Di tengah selang stetoskop, ada seperti power bank ukuran lontong yang belakangan diketahui merupakan booster suara agar suara paru-paru terdengar jelas. Alat buatan Cina ini baru dipakai sejak pandemi Covid-19.
Ditambah dengan headset yang dihubungkan dengan stetoskop tersebut, dokter bisa mendengarkan suara paru-paru tanpa terhalang APD meskipun telinganya tertutup rapat.
<!--more-->
Sebelum Dahlan bertanya, Dokter Hanny justru duluan bercerita. "Kita pernah bertemu di Malang," katanya. Lama sekali. Mungkin 20 tahun lalu.
Waktu itu dokter Hanny menjadi pejabat di bawah wali kota Malang. Sebelum akhirnya berlabuh di RSAL Surabaya dan sekarang di RS swasta. Setelah diperiksa, dokter bilang Dahlan kekurangan vitamin D.

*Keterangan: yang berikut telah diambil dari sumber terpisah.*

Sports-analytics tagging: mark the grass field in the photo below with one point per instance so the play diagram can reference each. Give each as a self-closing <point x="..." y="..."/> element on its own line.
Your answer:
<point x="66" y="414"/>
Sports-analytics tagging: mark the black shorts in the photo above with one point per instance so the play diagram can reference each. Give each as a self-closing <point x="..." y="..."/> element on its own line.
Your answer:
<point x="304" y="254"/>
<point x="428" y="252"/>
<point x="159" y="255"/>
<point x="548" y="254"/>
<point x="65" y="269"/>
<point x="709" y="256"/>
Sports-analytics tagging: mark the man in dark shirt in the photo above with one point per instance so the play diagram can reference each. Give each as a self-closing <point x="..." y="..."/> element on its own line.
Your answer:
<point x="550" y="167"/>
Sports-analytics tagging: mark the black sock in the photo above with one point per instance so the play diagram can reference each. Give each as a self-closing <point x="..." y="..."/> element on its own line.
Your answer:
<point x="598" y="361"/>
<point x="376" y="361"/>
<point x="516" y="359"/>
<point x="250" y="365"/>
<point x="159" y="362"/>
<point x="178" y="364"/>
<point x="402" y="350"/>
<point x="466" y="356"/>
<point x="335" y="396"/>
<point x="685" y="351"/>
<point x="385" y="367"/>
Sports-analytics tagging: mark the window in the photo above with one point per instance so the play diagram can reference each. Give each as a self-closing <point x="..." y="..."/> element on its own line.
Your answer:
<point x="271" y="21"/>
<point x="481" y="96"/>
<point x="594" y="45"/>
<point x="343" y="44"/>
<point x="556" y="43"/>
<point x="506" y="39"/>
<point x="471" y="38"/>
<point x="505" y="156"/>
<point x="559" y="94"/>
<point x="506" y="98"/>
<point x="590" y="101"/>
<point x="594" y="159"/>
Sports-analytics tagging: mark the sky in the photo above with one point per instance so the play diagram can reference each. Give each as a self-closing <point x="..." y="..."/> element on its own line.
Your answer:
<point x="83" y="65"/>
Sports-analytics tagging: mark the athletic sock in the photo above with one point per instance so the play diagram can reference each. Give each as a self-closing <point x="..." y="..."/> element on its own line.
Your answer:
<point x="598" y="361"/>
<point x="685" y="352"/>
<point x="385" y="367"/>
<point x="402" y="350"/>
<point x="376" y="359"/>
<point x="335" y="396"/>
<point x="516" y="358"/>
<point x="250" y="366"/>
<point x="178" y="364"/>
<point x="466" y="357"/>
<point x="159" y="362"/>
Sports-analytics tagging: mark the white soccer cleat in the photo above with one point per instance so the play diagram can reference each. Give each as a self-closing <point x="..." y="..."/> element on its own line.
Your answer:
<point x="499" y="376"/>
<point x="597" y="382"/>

"Aneh. Benar-benar aneh. Setiap hari saya olahraga satu jam. Di lapangan terbuka. Kok kekurangan vitamin D," kata Dahlan.
Dahlan bercerita, vitamin D-nya hanya 23,4. Padahal setidaknya, harus di atas 40. Artinya vitamin D-nya rendah sekali. Itulah sebabnya dia diberi vitamin D (tablet) 5.000. "Mengapa tidak sekalian 10.000?," kata Dahlan bertanya.
Lalu dokter Hanny menjelaskan alasannya. "Kalau ketinggian nanti kasihan ginjal. Untuk memberi obat, dokter harus mempertimbangkan banyak hal," ujarnya.
Di samping itu di Indonesia tidak dijual vitamin D di atas 5.000. "Di Singapura ada. Bahkan ada yang sampai 20.000," katanya.
Di Indonesia kalau memberi vitamin D 10.000 harus lewat suntikan. Kalau di Singapura suntikan bisa sampai 20.000. Bahkan 100.000.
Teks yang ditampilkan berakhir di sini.